By the time I got to my apartment on the 3rd floor, ominous rain poured from a dark sky along with the quick and sharp booms of thunder and flashes of lightning. I tried to drown out the ringing by concentrating on the intense and fierce thunderstorm but even that couldn’t delay the ringing. CRASH, BRRING, BOOM. Was that the rain or the ringing? Is the thunder inside my room? A thrashing, whirling energy pounded the window, the room, my brain. BRRING. Dark skies, rain ringing against the window, my phone singing its thundering sound, BRINGG.

Without really thinking, I took the phone which seemed to be laughing at me, and threw it out the window. I saw it slowly drop, and break into hundreds of pieces.
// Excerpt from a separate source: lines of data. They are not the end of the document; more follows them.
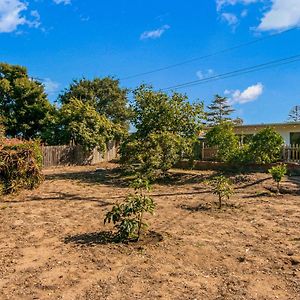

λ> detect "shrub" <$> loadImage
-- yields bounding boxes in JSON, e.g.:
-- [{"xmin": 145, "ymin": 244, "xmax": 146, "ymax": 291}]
[
  {"xmin": 248, "ymin": 128, "xmax": 284, "ymax": 164},
  {"xmin": 268, "ymin": 164, "xmax": 287, "ymax": 194},
  {"xmin": 205, "ymin": 122, "xmax": 239, "ymax": 162},
  {"xmin": 120, "ymin": 131, "xmax": 189, "ymax": 179},
  {"xmin": 120, "ymin": 85, "xmax": 205, "ymax": 179},
  {"xmin": 0, "ymin": 139, "xmax": 44, "ymax": 195},
  {"xmin": 104, "ymin": 178, "xmax": 156, "ymax": 242},
  {"xmin": 211, "ymin": 175, "xmax": 234, "ymax": 209}
]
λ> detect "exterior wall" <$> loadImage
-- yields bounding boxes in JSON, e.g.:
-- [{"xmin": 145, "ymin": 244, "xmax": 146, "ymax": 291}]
[{"xmin": 234, "ymin": 124, "xmax": 300, "ymax": 145}]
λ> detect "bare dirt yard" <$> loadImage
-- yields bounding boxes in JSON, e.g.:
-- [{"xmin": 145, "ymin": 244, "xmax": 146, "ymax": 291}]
[{"xmin": 0, "ymin": 163, "xmax": 300, "ymax": 300}]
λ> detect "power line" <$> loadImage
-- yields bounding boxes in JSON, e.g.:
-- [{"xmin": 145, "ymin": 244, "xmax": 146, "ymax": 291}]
[
  {"xmin": 162, "ymin": 54, "xmax": 300, "ymax": 91},
  {"xmin": 120, "ymin": 26, "xmax": 299, "ymax": 81}
]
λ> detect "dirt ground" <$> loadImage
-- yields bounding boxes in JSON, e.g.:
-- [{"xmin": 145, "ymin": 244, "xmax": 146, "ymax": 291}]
[{"xmin": 0, "ymin": 163, "xmax": 300, "ymax": 300}]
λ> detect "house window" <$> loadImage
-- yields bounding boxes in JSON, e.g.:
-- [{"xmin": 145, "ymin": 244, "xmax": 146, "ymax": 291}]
[{"xmin": 290, "ymin": 132, "xmax": 300, "ymax": 145}]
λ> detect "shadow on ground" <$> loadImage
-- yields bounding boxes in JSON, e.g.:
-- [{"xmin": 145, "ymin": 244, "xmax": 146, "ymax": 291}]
[
  {"xmin": 180, "ymin": 202, "xmax": 240, "ymax": 212},
  {"xmin": 64, "ymin": 230, "xmax": 164, "ymax": 247},
  {"xmin": 4, "ymin": 192, "xmax": 112, "ymax": 206}
]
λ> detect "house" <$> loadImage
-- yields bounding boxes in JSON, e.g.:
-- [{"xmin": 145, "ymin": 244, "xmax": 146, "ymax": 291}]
[{"xmin": 234, "ymin": 122, "xmax": 300, "ymax": 145}]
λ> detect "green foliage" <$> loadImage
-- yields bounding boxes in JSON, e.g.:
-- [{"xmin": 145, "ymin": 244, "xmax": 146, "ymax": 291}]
[
  {"xmin": 229, "ymin": 144, "xmax": 252, "ymax": 164},
  {"xmin": 288, "ymin": 105, "xmax": 300, "ymax": 122},
  {"xmin": 0, "ymin": 63, "xmax": 53, "ymax": 139},
  {"xmin": 211, "ymin": 175, "xmax": 234, "ymax": 209},
  {"xmin": 104, "ymin": 178, "xmax": 156, "ymax": 242},
  {"xmin": 205, "ymin": 122, "xmax": 239, "ymax": 162},
  {"xmin": 120, "ymin": 85, "xmax": 205, "ymax": 178},
  {"xmin": 0, "ymin": 140, "xmax": 44, "ymax": 195},
  {"xmin": 49, "ymin": 98, "xmax": 116, "ymax": 151},
  {"xmin": 248, "ymin": 128, "xmax": 284, "ymax": 164},
  {"xmin": 59, "ymin": 77, "xmax": 131, "ymax": 133},
  {"xmin": 206, "ymin": 95, "xmax": 235, "ymax": 125},
  {"xmin": 268, "ymin": 164, "xmax": 287, "ymax": 193},
  {"xmin": 121, "ymin": 131, "xmax": 189, "ymax": 179}
]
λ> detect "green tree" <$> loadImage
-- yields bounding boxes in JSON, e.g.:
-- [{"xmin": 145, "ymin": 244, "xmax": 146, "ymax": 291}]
[
  {"xmin": 211, "ymin": 175, "xmax": 234, "ymax": 209},
  {"xmin": 120, "ymin": 85, "xmax": 205, "ymax": 178},
  {"xmin": 104, "ymin": 178, "xmax": 155, "ymax": 242},
  {"xmin": 205, "ymin": 122, "xmax": 239, "ymax": 162},
  {"xmin": 0, "ymin": 63, "xmax": 53, "ymax": 139},
  {"xmin": 52, "ymin": 98, "xmax": 115, "ymax": 151},
  {"xmin": 288, "ymin": 105, "xmax": 300, "ymax": 122},
  {"xmin": 59, "ymin": 77, "xmax": 131, "ymax": 133},
  {"xmin": 248, "ymin": 128, "xmax": 284, "ymax": 164},
  {"xmin": 206, "ymin": 95, "xmax": 235, "ymax": 125},
  {"xmin": 268, "ymin": 164, "xmax": 287, "ymax": 194}
]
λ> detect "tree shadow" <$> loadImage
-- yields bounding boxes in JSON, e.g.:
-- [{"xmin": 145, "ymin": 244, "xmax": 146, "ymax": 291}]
[
  {"xmin": 45, "ymin": 167, "xmax": 128, "ymax": 188},
  {"xmin": 180, "ymin": 203, "xmax": 212, "ymax": 212},
  {"xmin": 180, "ymin": 202, "xmax": 240, "ymax": 212},
  {"xmin": 235, "ymin": 177, "xmax": 270, "ymax": 190},
  {"xmin": 4, "ymin": 191, "xmax": 111, "ymax": 207},
  {"xmin": 64, "ymin": 231, "xmax": 116, "ymax": 246},
  {"xmin": 64, "ymin": 230, "xmax": 164, "ymax": 247},
  {"xmin": 242, "ymin": 191, "xmax": 274, "ymax": 199},
  {"xmin": 45, "ymin": 167, "xmax": 219, "ymax": 189}
]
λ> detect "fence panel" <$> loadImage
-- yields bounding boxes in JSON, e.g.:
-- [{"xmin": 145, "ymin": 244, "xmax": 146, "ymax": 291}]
[
  {"xmin": 42, "ymin": 141, "xmax": 119, "ymax": 167},
  {"xmin": 282, "ymin": 144, "xmax": 300, "ymax": 163}
]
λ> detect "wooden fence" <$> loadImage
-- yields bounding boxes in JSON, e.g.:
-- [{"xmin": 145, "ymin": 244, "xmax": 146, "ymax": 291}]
[
  {"xmin": 42, "ymin": 141, "xmax": 119, "ymax": 167},
  {"xmin": 282, "ymin": 144, "xmax": 300, "ymax": 163},
  {"xmin": 201, "ymin": 144, "xmax": 300, "ymax": 163}
]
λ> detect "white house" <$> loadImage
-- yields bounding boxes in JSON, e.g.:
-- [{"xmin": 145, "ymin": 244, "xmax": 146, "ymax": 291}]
[{"xmin": 234, "ymin": 122, "xmax": 300, "ymax": 145}]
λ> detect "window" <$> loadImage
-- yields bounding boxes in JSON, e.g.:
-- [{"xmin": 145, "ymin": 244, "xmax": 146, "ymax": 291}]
[{"xmin": 290, "ymin": 132, "xmax": 300, "ymax": 145}]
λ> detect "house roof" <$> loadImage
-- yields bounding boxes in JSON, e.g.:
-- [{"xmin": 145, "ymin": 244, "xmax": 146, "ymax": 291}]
[{"xmin": 234, "ymin": 122, "xmax": 300, "ymax": 129}]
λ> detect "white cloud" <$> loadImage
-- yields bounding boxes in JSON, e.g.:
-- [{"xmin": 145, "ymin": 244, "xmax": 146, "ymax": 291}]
[
  {"xmin": 140, "ymin": 25, "xmax": 170, "ymax": 40},
  {"xmin": 0, "ymin": 0, "xmax": 41, "ymax": 33},
  {"xmin": 221, "ymin": 12, "xmax": 239, "ymax": 26},
  {"xmin": 43, "ymin": 78, "xmax": 60, "ymax": 95},
  {"xmin": 216, "ymin": 0, "xmax": 258, "ymax": 11},
  {"xmin": 225, "ymin": 82, "xmax": 264, "ymax": 104},
  {"xmin": 53, "ymin": 0, "xmax": 71, "ymax": 5},
  {"xmin": 0, "ymin": 0, "xmax": 27, "ymax": 33},
  {"xmin": 258, "ymin": 0, "xmax": 300, "ymax": 31},
  {"xmin": 241, "ymin": 9, "xmax": 248, "ymax": 17},
  {"xmin": 196, "ymin": 69, "xmax": 214, "ymax": 80}
]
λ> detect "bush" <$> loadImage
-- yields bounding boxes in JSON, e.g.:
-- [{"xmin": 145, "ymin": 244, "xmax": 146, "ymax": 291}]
[
  {"xmin": 205, "ymin": 122, "xmax": 239, "ymax": 162},
  {"xmin": 0, "ymin": 139, "xmax": 44, "ymax": 195},
  {"xmin": 268, "ymin": 164, "xmax": 287, "ymax": 194},
  {"xmin": 211, "ymin": 175, "xmax": 234, "ymax": 209},
  {"xmin": 120, "ymin": 132, "xmax": 189, "ymax": 179},
  {"xmin": 248, "ymin": 128, "xmax": 284, "ymax": 164},
  {"xmin": 104, "ymin": 178, "xmax": 156, "ymax": 242}
]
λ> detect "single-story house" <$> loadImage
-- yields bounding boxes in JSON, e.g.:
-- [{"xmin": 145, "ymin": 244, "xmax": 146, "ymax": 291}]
[{"xmin": 234, "ymin": 122, "xmax": 300, "ymax": 145}]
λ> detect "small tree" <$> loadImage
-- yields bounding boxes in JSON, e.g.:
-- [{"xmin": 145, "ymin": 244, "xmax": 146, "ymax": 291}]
[
  {"xmin": 248, "ymin": 128, "xmax": 284, "ymax": 164},
  {"xmin": 104, "ymin": 178, "xmax": 156, "ymax": 242},
  {"xmin": 205, "ymin": 122, "xmax": 239, "ymax": 162},
  {"xmin": 288, "ymin": 105, "xmax": 300, "ymax": 122},
  {"xmin": 268, "ymin": 164, "xmax": 287, "ymax": 194},
  {"xmin": 211, "ymin": 175, "xmax": 234, "ymax": 209},
  {"xmin": 206, "ymin": 95, "xmax": 235, "ymax": 125}
]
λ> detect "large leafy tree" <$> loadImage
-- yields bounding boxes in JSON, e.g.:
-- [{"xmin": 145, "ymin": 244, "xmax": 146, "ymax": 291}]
[
  {"xmin": 288, "ymin": 105, "xmax": 300, "ymax": 122},
  {"xmin": 59, "ymin": 77, "xmax": 131, "ymax": 132},
  {"xmin": 206, "ymin": 95, "xmax": 235, "ymax": 125},
  {"xmin": 43, "ymin": 98, "xmax": 117, "ymax": 151},
  {"xmin": 120, "ymin": 85, "xmax": 205, "ymax": 178},
  {"xmin": 0, "ymin": 63, "xmax": 53, "ymax": 139}
]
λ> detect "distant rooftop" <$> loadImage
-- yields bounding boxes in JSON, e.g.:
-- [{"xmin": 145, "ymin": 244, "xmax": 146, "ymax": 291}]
[{"xmin": 235, "ymin": 122, "xmax": 300, "ymax": 128}]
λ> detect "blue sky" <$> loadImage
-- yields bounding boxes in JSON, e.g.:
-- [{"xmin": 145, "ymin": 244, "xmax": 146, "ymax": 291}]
[{"xmin": 1, "ymin": 0, "xmax": 300, "ymax": 124}]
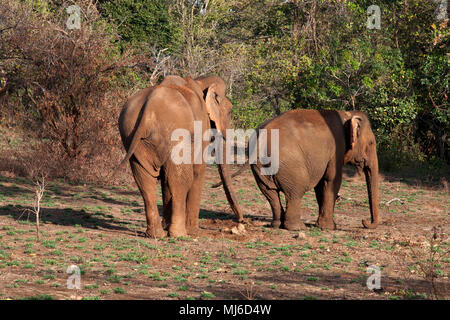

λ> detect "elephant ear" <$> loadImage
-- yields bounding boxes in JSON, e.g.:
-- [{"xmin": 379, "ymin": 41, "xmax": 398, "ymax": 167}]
[
  {"xmin": 350, "ymin": 115, "xmax": 362, "ymax": 149},
  {"xmin": 205, "ymin": 83, "xmax": 223, "ymax": 134}
]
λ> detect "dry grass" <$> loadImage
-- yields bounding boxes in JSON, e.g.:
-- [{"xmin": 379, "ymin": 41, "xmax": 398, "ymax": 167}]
[{"xmin": 0, "ymin": 165, "xmax": 448, "ymax": 300}]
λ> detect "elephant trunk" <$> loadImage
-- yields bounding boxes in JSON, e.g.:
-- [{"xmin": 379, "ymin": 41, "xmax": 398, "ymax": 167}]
[
  {"xmin": 362, "ymin": 151, "xmax": 381, "ymax": 229},
  {"xmin": 211, "ymin": 141, "xmax": 249, "ymax": 188},
  {"xmin": 217, "ymin": 136, "xmax": 245, "ymax": 223}
]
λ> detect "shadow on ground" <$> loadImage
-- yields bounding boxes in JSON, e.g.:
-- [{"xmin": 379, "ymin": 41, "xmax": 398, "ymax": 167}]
[
  {"xmin": 0, "ymin": 204, "xmax": 244, "ymax": 237},
  {"xmin": 108, "ymin": 268, "xmax": 446, "ymax": 300},
  {"xmin": 0, "ymin": 205, "xmax": 134, "ymax": 234}
]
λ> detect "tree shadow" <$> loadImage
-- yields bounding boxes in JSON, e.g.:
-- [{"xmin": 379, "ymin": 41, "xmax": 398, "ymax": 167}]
[
  {"xmin": 0, "ymin": 178, "xmax": 148, "ymax": 230},
  {"xmin": 125, "ymin": 268, "xmax": 444, "ymax": 299},
  {"xmin": 80, "ymin": 190, "xmax": 141, "ymax": 207},
  {"xmin": 249, "ymin": 269, "xmax": 445, "ymax": 299},
  {"xmin": 0, "ymin": 175, "xmax": 145, "ymax": 207},
  {"xmin": 379, "ymin": 169, "xmax": 448, "ymax": 189},
  {"xmin": 109, "ymin": 189, "xmax": 141, "ymax": 197},
  {"xmin": 199, "ymin": 208, "xmax": 237, "ymax": 221},
  {"xmin": 0, "ymin": 203, "xmax": 244, "ymax": 238},
  {"xmin": 0, "ymin": 204, "xmax": 134, "ymax": 234}
]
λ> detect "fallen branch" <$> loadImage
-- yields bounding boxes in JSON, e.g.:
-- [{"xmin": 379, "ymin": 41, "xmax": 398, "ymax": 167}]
[{"xmin": 385, "ymin": 198, "xmax": 404, "ymax": 206}]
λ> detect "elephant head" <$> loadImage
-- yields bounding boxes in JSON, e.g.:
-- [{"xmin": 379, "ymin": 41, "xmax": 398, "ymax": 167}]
[
  {"xmin": 195, "ymin": 75, "xmax": 244, "ymax": 223},
  {"xmin": 343, "ymin": 112, "xmax": 381, "ymax": 229}
]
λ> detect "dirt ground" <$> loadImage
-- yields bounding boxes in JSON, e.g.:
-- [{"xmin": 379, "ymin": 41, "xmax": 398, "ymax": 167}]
[{"xmin": 0, "ymin": 165, "xmax": 448, "ymax": 300}]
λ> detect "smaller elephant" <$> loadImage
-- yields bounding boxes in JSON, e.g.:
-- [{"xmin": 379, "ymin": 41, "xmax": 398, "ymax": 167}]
[{"xmin": 251, "ymin": 109, "xmax": 381, "ymax": 230}]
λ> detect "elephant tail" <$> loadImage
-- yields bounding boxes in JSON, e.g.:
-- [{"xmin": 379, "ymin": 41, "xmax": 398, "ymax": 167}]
[
  {"xmin": 111, "ymin": 101, "xmax": 156, "ymax": 180},
  {"xmin": 210, "ymin": 121, "xmax": 272, "ymax": 188},
  {"xmin": 251, "ymin": 164, "xmax": 278, "ymax": 190}
]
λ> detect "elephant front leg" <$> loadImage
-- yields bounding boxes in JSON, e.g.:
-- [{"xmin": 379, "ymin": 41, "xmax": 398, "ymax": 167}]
[
  {"xmin": 185, "ymin": 165, "xmax": 206, "ymax": 235},
  {"xmin": 314, "ymin": 177, "xmax": 339, "ymax": 230},
  {"xmin": 185, "ymin": 188, "xmax": 201, "ymax": 235},
  {"xmin": 283, "ymin": 197, "xmax": 306, "ymax": 230},
  {"xmin": 168, "ymin": 191, "xmax": 189, "ymax": 237},
  {"xmin": 130, "ymin": 161, "xmax": 166, "ymax": 238}
]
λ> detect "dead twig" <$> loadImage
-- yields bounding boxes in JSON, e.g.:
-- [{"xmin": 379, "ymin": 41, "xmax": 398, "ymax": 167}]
[
  {"xmin": 237, "ymin": 281, "xmax": 257, "ymax": 300},
  {"xmin": 20, "ymin": 176, "xmax": 46, "ymax": 241},
  {"xmin": 400, "ymin": 225, "xmax": 447, "ymax": 299},
  {"xmin": 385, "ymin": 198, "xmax": 404, "ymax": 206}
]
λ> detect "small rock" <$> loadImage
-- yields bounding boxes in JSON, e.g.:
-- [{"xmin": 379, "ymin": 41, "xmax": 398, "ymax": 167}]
[
  {"xmin": 294, "ymin": 232, "xmax": 307, "ymax": 240},
  {"xmin": 230, "ymin": 223, "xmax": 246, "ymax": 235},
  {"xmin": 237, "ymin": 223, "xmax": 246, "ymax": 233},
  {"xmin": 229, "ymin": 223, "xmax": 246, "ymax": 235},
  {"xmin": 230, "ymin": 226, "xmax": 239, "ymax": 235}
]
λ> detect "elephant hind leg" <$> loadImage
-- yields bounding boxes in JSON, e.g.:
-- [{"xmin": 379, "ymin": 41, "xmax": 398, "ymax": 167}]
[
  {"xmin": 130, "ymin": 160, "xmax": 166, "ymax": 238},
  {"xmin": 165, "ymin": 165, "xmax": 193, "ymax": 238},
  {"xmin": 256, "ymin": 183, "xmax": 285, "ymax": 228},
  {"xmin": 160, "ymin": 170, "xmax": 172, "ymax": 231},
  {"xmin": 283, "ymin": 197, "xmax": 306, "ymax": 230},
  {"xmin": 314, "ymin": 176, "xmax": 339, "ymax": 230}
]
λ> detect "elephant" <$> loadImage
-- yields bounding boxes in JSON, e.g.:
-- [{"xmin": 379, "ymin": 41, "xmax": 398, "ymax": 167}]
[
  {"xmin": 115, "ymin": 75, "xmax": 244, "ymax": 238},
  {"xmin": 250, "ymin": 109, "xmax": 381, "ymax": 230}
]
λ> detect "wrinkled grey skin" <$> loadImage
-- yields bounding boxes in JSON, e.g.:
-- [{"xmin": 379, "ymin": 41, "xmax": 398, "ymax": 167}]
[
  {"xmin": 251, "ymin": 109, "xmax": 381, "ymax": 230},
  {"xmin": 116, "ymin": 75, "xmax": 244, "ymax": 238}
]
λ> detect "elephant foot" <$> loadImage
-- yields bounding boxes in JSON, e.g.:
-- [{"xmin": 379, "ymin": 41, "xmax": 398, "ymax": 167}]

As I walked back to the coach, I was certain that the ring wound stop but again I was wrong. The ringing grew louder than ever and wouldn’t stop no matter what. As the ringing grew, so did the pace of my heart until it was almost as loud as the ringing. Finally I couldn’t take it anymore, I flung open the door to the fire escape and started to run, not knowing where I was going or when I would stop, only that I couldn’t stop until the ringing went away. As I ran I was oblivious to the steepness of the stairs and the puddles that littered them, and even still as my body went flying to the ground and landed in a limp formation, the ringing continued for another moment before all things faded.

As I pondered the condition of my leg while lying in the hospital bed, I heard the sound of a distant alarm. Did I pass my tests? Was that the bell to switch class? Where’s my phone? The clouds were gone and the window next to my bed allowed the noonday sun to enter. With the singing of a nearby bird, I considered the ringing to be a figment of my imagination, or was it?